Dalam karya Felix K. Nesi (Orang-orang Oetimu), kita bisa melihat ketika latar belakang penulis dibawa-bawa ke meja pertimbangan baik atau buruknya karakteristik para tokoh. Namun, dengan jenaka Felix sanggup menampilkannya sehingga pembaca dapat terperangah sekaligus tertawa geli, khususnya ketika menyaksikan tokoh-tokoh agama yang berperilaku tak senonoh. Narasi yang jenaka seperti itu hanya mungkin ditulis oleh latar belakang pengarang yang beragama Katolik. Tak beda jauh dengan kekonyolan tokoh politik dan agama yanag berlatar belakang Islam dalam novel Perasaan Orang Banten.
Hal serupa kita melihat pada sosok Max Havelaar (Eduard Douwes Dekker), yang menggambarkan pejabat kolonial sebagai laki-laki yang doyan mabuk dan suka main perempuan. Namun demikian, karya Dekker sebagaimana karya-karya Pramoedya tidak mau mengajak pembaca tertawa, atau bahkan tersenyum. Mereka begitu tekun menelusuri fakta-fakta empiris untuk dituangkan ke dalam karya sastra sejarah. Membaca karya-karya mereka berikut realitas empiris yang terjadi di lapangan, membuat kita lantas berasumsi bahwa ada korelasi yang begitu lekat antara sastra dan narasi sejarah, yang bisa dianggap kredibel sebagai sumber data dan fakta.
Asumsi tersebut selaiknya membuat kita bertanya-tanya: bisakah kita mencapai pada kredibilitas sejarah yang dipetik dari narasi kesusastraan? Seberapa jauh suatu karya fiksi, yang merupakan konstruksi imajinasi pengarang, dapat diposisikan sejajar dengan sumber primer konvensional dalam penulisan sejarah? Lalu, bagaimana para akademisi sastra maupun sejarawan, memberikan pandangan mereka atas genre suatu fiksi sejarah?
Sejarah sebagai sains
Thomas Hobbes, seorang filosof Inggris pernah menjelaskan dalam karyanya “Leviathan” (1651), bahwa pengetahuan berdasarkan fakta, berbeda dengan pengetahuan yang dihasilkan dari afirmasi pada sebuah obyek. Berdasarkan teori itu, Hobbes kemudian memasukkan sejarah sebagai ilmu pengetahuan yang didasarkan oleh fakta-fakta. Jadi, sejak semula tampaknya sejarah belum dimasukkan ke dalam tabel deretan sains. Sebab, ketika sains berkaitan dengan penjelasan dan serangkaian afirmasi, sementara sejarah berhubungan dengan perasaan dan pikiran (memori) yang membutuhkan saksi-saksi sejarah sebagai penuturnya.

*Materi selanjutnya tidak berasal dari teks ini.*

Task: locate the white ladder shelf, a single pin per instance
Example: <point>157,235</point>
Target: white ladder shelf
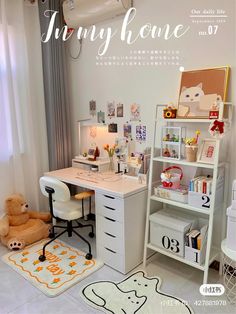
<point>211,253</point>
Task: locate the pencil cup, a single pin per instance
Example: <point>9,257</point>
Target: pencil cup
<point>191,152</point>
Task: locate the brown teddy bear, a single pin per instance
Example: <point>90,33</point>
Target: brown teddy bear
<point>20,227</point>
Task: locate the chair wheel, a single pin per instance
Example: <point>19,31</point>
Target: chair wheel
<point>51,235</point>
<point>42,258</point>
<point>91,234</point>
<point>89,256</point>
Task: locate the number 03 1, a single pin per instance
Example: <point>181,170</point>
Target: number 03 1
<point>170,244</point>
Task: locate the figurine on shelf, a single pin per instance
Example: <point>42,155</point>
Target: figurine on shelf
<point>166,138</point>
<point>169,112</point>
<point>174,138</point>
<point>166,152</point>
<point>174,154</point>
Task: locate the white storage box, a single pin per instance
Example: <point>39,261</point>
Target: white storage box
<point>195,255</point>
<point>179,195</point>
<point>203,201</point>
<point>167,230</point>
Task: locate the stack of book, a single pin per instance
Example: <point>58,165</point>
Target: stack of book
<point>201,184</point>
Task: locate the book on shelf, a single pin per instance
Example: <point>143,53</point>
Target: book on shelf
<point>195,238</point>
<point>201,184</point>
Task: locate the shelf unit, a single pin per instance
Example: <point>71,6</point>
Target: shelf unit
<point>211,253</point>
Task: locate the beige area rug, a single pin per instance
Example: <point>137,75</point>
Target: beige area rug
<point>135,294</point>
<point>64,266</point>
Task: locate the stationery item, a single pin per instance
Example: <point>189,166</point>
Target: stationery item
<point>171,179</point>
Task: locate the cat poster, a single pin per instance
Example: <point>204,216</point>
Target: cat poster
<point>92,108</point>
<point>135,114</point>
<point>141,133</point>
<point>120,110</point>
<point>111,110</point>
<point>201,90</point>
<point>127,130</point>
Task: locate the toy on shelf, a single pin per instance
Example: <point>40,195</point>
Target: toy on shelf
<point>171,179</point>
<point>20,227</point>
<point>191,147</point>
<point>214,112</point>
<point>171,142</point>
<point>169,112</point>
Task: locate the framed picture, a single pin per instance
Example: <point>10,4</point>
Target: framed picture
<point>92,108</point>
<point>127,130</point>
<point>112,128</point>
<point>120,110</point>
<point>201,90</point>
<point>135,114</point>
<point>207,151</point>
<point>101,117</point>
<point>111,110</point>
<point>141,133</point>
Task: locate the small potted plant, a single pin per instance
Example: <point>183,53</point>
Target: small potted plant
<point>191,147</point>
<point>110,150</point>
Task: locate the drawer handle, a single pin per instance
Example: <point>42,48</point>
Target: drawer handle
<point>110,235</point>
<point>110,250</point>
<point>108,196</point>
<point>109,208</point>
<point>110,219</point>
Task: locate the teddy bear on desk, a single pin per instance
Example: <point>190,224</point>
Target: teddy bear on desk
<point>20,227</point>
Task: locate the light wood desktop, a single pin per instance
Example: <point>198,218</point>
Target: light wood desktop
<point>120,209</point>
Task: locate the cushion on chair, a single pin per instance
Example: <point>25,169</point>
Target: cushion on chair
<point>67,210</point>
<point>84,195</point>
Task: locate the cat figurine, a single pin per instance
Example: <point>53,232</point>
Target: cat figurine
<point>148,287</point>
<point>189,101</point>
<point>109,297</point>
<point>135,294</point>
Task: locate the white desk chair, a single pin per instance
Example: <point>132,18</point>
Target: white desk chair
<point>62,206</point>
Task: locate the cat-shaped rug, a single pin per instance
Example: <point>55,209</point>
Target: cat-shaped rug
<point>135,294</point>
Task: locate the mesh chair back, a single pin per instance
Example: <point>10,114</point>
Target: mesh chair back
<point>61,190</point>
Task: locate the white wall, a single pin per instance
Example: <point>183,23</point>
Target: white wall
<point>151,85</point>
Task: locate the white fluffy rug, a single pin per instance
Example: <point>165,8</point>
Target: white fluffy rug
<point>135,294</point>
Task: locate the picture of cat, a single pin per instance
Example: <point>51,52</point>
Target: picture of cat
<point>123,296</point>
<point>108,296</point>
<point>194,103</point>
<point>189,101</point>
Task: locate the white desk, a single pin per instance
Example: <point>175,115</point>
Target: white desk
<point>120,208</point>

Itulah yang membuat pengarang Pikiran Orang Indonesia perlu melakukan riset dan penelitian selama beberapa tahun, juga bekerjasama dalam program historical memories bersama Asvi Warman Adam, Goenawan Mohamad, dan Hersri Setiawan (baca: Memahami Skizofrenia dari Karya Sastra, www.kompas.id).

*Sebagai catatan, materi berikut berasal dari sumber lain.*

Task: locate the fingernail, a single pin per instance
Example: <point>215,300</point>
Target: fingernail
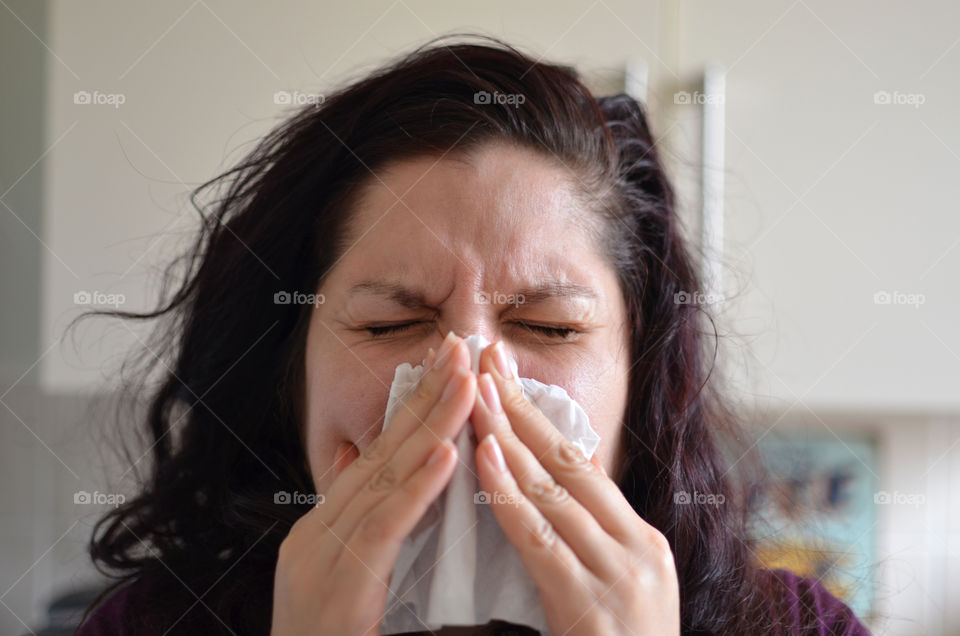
<point>489,393</point>
<point>500,361</point>
<point>494,454</point>
<point>453,384</point>
<point>443,356</point>
<point>440,451</point>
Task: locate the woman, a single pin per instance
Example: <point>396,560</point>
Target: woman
<point>408,210</point>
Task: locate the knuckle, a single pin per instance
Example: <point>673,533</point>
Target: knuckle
<point>385,479</point>
<point>569,456</point>
<point>373,530</point>
<point>423,390</point>
<point>375,452</point>
<point>547,491</point>
<point>514,400</point>
<point>542,535</point>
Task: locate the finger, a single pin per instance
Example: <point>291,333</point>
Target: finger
<point>588,485</point>
<point>572,521</point>
<point>445,421</point>
<point>408,419</point>
<point>556,570</point>
<point>375,542</point>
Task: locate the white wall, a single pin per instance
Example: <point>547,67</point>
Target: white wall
<point>831,197</point>
<point>198,80</point>
<point>876,212</point>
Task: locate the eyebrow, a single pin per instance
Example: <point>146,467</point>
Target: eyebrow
<point>413,298</point>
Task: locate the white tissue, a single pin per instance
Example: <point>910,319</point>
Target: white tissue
<point>457,567</point>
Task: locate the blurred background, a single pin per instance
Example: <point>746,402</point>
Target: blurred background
<point>815,147</point>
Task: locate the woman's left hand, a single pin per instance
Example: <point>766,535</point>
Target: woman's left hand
<point>599,567</point>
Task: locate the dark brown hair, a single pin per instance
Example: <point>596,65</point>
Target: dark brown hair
<point>223,424</point>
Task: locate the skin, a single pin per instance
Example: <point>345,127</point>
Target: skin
<point>501,220</point>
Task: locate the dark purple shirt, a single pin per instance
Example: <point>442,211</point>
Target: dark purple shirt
<point>811,610</point>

Pelibatan orang-orang yang menjadi penyintas dari sistem pemerintahan Orde Baru, dirasa sangat penting sebagai saksi sejarah. Untuk itu, penuturan melalui oral history adalah jalan terbaik, hingga memerlukan pendekatan yang intensif dan saling memercayai antara pihak pewawancara (peneliti) dengan pihak narasumber. Melalui metode historical memories, penulisan sejarah dapat disusun berdasarkan peristiwa yang sejalan dengan konstelasi politik dan kekuasaan yang didominasi oleh pihak yang berkuasa atau jenderal-jenderal Orde Baru (great man). Hal ini mengindikasikan bahwa penulisan sejarah dalam perspektif masa kini, tidak terbatas pada kisah-kisah orang besar yang berpengaruh. Sementara, fokus perhatian metode tradisional cenderung eksklusif, seakan tidak menghiraukan keberadaan orang-orang kecil atau penyintas politik, yang dianggap tidak memiliki peran penting dalam percaturan sejarah Indonesia.

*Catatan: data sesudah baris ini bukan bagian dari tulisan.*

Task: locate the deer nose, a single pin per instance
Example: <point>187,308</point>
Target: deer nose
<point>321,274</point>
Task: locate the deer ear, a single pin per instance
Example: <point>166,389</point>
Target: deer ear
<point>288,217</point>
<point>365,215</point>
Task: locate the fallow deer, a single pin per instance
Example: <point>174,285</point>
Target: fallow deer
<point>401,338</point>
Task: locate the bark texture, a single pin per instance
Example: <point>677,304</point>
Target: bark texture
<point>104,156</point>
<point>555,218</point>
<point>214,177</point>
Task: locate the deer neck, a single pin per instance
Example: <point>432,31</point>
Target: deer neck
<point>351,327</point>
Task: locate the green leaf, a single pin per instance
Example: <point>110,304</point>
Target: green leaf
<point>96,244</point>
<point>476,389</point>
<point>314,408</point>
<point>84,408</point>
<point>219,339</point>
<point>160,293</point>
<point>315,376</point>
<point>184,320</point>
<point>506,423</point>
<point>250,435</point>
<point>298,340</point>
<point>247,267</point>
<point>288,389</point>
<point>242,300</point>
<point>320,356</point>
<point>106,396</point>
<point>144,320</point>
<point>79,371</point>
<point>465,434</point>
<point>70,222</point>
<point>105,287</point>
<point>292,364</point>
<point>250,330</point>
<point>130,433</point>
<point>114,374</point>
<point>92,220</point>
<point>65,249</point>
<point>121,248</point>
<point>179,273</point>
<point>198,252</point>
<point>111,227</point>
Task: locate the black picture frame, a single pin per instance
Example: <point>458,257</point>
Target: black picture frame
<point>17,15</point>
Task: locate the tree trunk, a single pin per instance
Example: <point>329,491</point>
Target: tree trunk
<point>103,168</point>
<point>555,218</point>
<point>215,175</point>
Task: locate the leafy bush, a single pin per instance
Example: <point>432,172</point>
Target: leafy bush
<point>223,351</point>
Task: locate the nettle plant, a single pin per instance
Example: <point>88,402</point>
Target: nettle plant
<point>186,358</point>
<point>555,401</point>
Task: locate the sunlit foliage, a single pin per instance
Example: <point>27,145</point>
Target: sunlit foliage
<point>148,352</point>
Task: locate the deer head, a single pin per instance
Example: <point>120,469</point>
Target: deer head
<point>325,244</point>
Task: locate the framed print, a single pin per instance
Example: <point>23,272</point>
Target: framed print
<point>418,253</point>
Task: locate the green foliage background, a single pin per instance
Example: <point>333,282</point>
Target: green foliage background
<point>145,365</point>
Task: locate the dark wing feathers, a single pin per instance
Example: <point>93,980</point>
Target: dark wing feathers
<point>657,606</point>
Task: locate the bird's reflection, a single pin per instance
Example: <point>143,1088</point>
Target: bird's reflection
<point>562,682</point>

Dengan metode historical memories, kita bisa melihat bagian terpenting sejarah yang bukan sebagai rangkaian peristiwa dan kejadian, melainkan mentalitas yang menunjukkan korelasi antara penulisan sejarah dengan ilmu psikologi dan antropologi. Dengan sendirinya, kita bisa melacak pandangan dan perspektif dunia (world-view) atau sikap yang hadir di masa silam, yang menghilang (atau dihilangkan), kemudian mengejawantah kembali dalam konteks kekinian.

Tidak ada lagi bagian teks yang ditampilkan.